Monday 30 Mar: “Reliable factual data from the literature based on ontological resources”
Highlight of the morning session was Junichi Tsujii’s demo of the PathText system, which integrates manually-curated pathway information in CellDesigner or SBML format with text-mined relationships, and lets you browse the pathway maps and drill through to related literature.
It’s not finished yet but there’s a preview video available from NaCTeM.
Also a bit of a preview of the BioNLP 2009 Shared Task on extracting biomolecular events from text into semantic networks — which I’m reviewing entries for at the moment.
Lots of material about gene regulation today. An intro to the Gene Regulation Ontology (Jung-Jae Kim), a couple of talks about extracting regulatory events from free text (Kim and Udo Hahn), and the ORegAnno project which is using text mining to support its manual curation of regulatory events (Stephen Montgomery). The new(ish) GeneReg corpus will be useful to anyone building systems like this, as would be the BioNLP 2009 data, I’ll find out if it is available to non-entrants.
Also a talk about populating/extending ontologies automatically from clinical reports (Wendy Chapman). Patterns like “NOUN_PHRASE_1, such as NOUN_PHRASE_2″. Simple and effective.
Back from lunch… And sitting at the front so I can hear better. Hence better notes!
Simonetta Montemagni just gave an excellent introduction to the BioLexicon project (also NaCTeM-related) which is essentially a huge database of biomedical/biological language, including such things as domain-specific syntax and semantic metadata, dead useful for text mining developers. Also contains a thesaurus of gene and protein names (inc. synonyms and variants) with links back to UniProt IDs which makes it much more useful for general bioinformatics use.
It isn’t all available yet, and will be published via a linguistic data provider, bit vague about licensing! So it may or may not be free (I’m guessing free for academic use, commercial for other uses).
Lots of data and tools for natural language processing from Udo Hahn’s group: http://www.julielab.de/ … Plus some war stories about the difference in information extraction accuracy between ‘lab’ tests and real world performance, e.g. from ~60% (close to human levels) to ~20% F-score. Ouch… But we’ve all been there. (See also note about GeneReg above)

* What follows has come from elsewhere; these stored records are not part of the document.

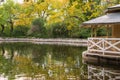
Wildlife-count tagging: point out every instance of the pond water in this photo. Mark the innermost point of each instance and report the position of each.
(27, 61)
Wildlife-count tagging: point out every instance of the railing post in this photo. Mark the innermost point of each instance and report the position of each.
(103, 42)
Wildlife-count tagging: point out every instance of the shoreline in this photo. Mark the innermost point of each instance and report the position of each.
(58, 41)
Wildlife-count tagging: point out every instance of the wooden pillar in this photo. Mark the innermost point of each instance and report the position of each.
(116, 31)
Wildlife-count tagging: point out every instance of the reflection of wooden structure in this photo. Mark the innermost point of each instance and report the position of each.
(99, 73)
(105, 47)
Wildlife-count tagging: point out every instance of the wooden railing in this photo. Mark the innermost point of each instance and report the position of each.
(104, 45)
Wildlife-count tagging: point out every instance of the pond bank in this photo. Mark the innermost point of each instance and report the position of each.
(59, 41)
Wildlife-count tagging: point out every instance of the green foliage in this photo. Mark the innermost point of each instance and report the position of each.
(38, 29)
(20, 31)
(59, 30)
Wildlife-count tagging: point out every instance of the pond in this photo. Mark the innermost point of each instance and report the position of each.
(27, 61)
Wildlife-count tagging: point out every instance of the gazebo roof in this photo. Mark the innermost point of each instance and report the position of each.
(112, 17)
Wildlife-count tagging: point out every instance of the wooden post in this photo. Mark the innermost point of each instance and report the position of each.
(116, 31)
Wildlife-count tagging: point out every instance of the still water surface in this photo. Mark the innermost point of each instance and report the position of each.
(27, 61)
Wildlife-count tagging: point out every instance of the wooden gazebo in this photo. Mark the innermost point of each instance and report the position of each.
(105, 47)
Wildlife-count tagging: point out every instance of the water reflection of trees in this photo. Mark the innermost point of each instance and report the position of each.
(103, 73)
(52, 60)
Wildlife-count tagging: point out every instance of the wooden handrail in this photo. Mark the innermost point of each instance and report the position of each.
(104, 45)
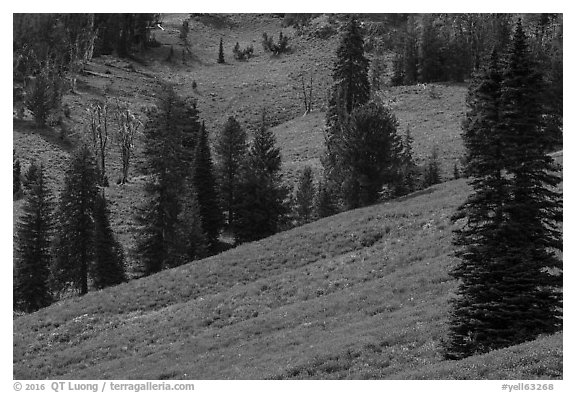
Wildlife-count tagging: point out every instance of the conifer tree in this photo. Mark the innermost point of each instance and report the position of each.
(430, 67)
(325, 204)
(195, 242)
(407, 177)
(510, 277)
(221, 52)
(259, 206)
(160, 244)
(370, 153)
(206, 190)
(350, 90)
(74, 245)
(33, 233)
(45, 94)
(305, 195)
(16, 182)
(456, 172)
(108, 266)
(432, 170)
(231, 149)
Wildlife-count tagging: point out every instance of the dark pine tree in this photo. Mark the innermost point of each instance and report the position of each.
(456, 172)
(195, 243)
(16, 183)
(510, 275)
(260, 203)
(370, 153)
(535, 210)
(160, 244)
(33, 232)
(206, 190)
(221, 52)
(325, 204)
(231, 149)
(478, 241)
(305, 195)
(108, 266)
(74, 245)
(432, 170)
(408, 174)
(350, 90)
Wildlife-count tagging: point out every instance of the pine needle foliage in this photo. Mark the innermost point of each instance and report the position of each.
(33, 236)
(74, 245)
(203, 177)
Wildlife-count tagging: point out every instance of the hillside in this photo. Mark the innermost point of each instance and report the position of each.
(359, 295)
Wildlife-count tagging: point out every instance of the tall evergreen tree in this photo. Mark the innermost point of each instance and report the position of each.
(74, 246)
(430, 67)
(305, 195)
(259, 206)
(33, 233)
(107, 268)
(350, 90)
(231, 149)
(510, 276)
(195, 242)
(432, 170)
(325, 204)
(16, 173)
(160, 244)
(370, 153)
(206, 190)
(408, 174)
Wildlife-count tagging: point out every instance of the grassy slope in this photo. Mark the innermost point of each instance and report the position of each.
(359, 295)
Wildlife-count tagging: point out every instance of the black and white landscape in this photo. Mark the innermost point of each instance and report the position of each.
(287, 196)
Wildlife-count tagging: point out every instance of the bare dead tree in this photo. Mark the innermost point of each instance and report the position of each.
(128, 125)
(307, 96)
(99, 131)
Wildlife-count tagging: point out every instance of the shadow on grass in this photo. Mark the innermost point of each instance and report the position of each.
(216, 21)
(49, 134)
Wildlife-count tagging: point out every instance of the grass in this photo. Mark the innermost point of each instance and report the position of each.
(359, 295)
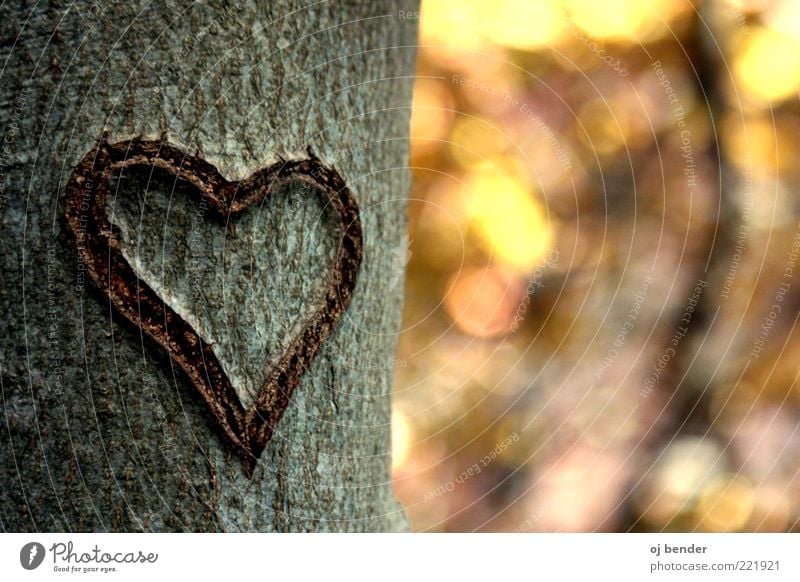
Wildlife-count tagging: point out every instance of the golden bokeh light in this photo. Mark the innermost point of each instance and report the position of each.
(768, 65)
(401, 438)
(522, 24)
(632, 20)
(507, 215)
(451, 29)
(483, 302)
(725, 504)
(473, 140)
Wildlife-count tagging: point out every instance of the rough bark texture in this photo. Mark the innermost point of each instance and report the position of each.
(100, 432)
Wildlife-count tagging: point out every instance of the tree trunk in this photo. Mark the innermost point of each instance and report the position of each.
(101, 430)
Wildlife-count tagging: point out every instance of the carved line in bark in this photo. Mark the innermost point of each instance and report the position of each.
(100, 251)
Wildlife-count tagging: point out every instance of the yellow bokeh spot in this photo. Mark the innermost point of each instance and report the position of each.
(725, 504)
(768, 66)
(473, 140)
(511, 221)
(523, 24)
(622, 19)
(604, 127)
(401, 438)
(483, 301)
(456, 27)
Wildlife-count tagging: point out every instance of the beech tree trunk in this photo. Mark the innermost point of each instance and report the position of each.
(100, 430)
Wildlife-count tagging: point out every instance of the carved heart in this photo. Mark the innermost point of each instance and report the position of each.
(100, 251)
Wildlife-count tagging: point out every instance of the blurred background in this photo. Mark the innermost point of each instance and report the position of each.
(603, 274)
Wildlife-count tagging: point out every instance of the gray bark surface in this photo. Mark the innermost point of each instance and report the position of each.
(100, 432)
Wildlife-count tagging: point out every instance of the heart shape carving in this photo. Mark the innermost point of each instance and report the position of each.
(99, 247)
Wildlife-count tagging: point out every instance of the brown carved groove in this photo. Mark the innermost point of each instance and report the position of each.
(100, 250)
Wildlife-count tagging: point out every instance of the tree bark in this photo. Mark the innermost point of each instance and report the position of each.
(101, 432)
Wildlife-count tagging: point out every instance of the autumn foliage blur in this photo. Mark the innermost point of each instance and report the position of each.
(601, 289)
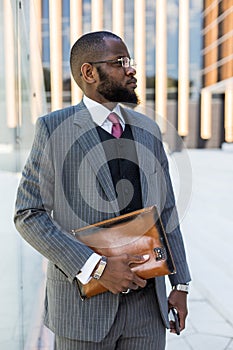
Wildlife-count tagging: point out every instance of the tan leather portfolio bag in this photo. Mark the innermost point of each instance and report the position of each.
(138, 233)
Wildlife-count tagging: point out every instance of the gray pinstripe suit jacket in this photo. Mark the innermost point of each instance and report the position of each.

Su Jian talked about designing evaluation tasks for genomic information retrieval (i.e. search engine) algorithms, and improving said algorithms with dedicated gene/protein name recognizers. Bit specialized for me — lots of score functions I didn’t know the definitions of…
Quick coffee break!
Nice talk about the Experimental Factor Ontology from the ArrayExpress project (James Malone). This is for classifying experimental conditions in microarray experiments. They’ve gone to a lot of trouble to link their ontology into others as painlessly as possible, and have developed autonomous agents to trawl the semantic web for other ontologies that may be related, and to alert them when ontologies they link to change, as this might imply a link is no longer true. Cute. The EFO has also allowed them to offer federated queries with other databases, and they use it for sanity-checking the data people submit via reasoning rules — e.g. cardiovascular disease can’t occur in hair follicle cells.
UCSD (Lynn Fink) have written a very nice plugin for Word 2007 that watches your text as you type and automatically tags biomolecular database identifiers and terms from OBO ontologies when they appear — with the option to add/edit/remove/override manually of course, and the tags being preserved in Word’s XML files. Kind of like a spellchecker/thesaurus for semantic markup. I’m not a fan of word processors (give me LaTeX any day) but this is an excellent idea. Hopefully publishers and curators will be able to parse useful metadata out of the resulting files.
Some similar ideas from PaperMaker (Piotr Pezik) which also does semantic tagging, along with things like spotting missing references, acronyms that haven’t been defined, and genes/proteins that have been referred to by non-recommended identifiers. It can also trawl PubMed for similar publications, at the whole-doc or paragraph level. Throws in spell checking, word count etc. Neat work, but I’m not entirely sure who it’s aimed at — biologists would surely prefer this to be a Word plugin like the previous.
Going back over notes and adding links as I have time.